Я вылетел в вестибюль в дальнем его конце и пошел в сторону входа, где уже собралась большая толпа. Скорее всего, это были посетители, которые навещали своих больных родственников, но сейчас их внимание привлекла какая-то сутолока. Когда я подошел поближе, услышал женские рыдания и вой. Происходящее скрывала от меня стена, и я чувствовал нарастающий страх от того, что мне предстояло увидеть. Прямо перед тем, как картина открылась моим глазам, я услышал детский крик: “Мамочка умрет?”

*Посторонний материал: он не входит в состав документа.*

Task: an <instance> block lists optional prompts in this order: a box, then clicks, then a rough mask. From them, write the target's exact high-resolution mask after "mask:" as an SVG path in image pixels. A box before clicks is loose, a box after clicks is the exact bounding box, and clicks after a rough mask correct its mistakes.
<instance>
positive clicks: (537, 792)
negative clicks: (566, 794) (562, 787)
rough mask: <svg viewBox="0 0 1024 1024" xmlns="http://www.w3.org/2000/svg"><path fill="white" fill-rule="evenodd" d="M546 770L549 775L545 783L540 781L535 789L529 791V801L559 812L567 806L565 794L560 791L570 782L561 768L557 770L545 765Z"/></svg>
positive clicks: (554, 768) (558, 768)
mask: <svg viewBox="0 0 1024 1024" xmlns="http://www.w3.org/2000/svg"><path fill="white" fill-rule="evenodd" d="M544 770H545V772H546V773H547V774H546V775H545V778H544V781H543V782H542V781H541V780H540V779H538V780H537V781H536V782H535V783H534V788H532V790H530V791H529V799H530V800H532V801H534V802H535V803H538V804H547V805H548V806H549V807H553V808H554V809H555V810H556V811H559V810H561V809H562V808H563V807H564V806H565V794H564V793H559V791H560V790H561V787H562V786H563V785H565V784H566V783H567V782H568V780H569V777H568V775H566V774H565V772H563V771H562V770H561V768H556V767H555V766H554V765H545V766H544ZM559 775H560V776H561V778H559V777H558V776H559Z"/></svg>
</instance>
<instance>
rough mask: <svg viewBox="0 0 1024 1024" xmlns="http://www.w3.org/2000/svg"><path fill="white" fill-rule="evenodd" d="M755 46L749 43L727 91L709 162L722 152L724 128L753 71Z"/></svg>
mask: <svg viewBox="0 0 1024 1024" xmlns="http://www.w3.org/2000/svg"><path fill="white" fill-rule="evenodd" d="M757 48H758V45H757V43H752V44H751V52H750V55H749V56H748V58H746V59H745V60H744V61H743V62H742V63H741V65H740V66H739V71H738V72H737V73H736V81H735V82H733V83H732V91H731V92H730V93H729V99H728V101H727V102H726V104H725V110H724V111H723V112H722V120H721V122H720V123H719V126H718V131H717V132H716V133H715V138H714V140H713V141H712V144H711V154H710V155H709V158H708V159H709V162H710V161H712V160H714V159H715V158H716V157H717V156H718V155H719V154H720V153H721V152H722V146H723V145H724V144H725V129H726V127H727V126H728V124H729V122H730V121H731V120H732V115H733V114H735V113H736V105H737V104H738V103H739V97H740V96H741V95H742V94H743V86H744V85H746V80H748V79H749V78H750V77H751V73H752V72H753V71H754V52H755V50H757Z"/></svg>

На полу перед ведущими в больницу дверями лежала молодая женщина, по всей видимости без сознания. Над ней склонился сотрудник бригады скорой помощи, который, увидев меня, доложил, что у нее еще сохраняется пульс, но она только что пережила судорожный припадок. Женщина, лежавшая на боку, была, без сомнений, беременна. Должно быть, это был припадок из-за эклампсии. Я перевернул ее на спину и убедился в том, что дыхание в норме. Но суматоха все еще продолжалась. Ее собственная мать впала в полное безумие: она рвала волосы на голове, кричала и, конечно, пугала окружающих. Толпа, которая становилась только больше за счет прибывавших врачей и ассистентов, скорее была занята матерью, чем самóй больной, чье состояние было на удивление стабильным. Старшая женщина даже отвлекла на себя внимание фельдшеров из отделения неотложной помощи, которые пришли помочь младшей, пока один из ассистентов не сказал ей куда строже, чем это бы вышло у меня: “Дама, держите себя в руках”.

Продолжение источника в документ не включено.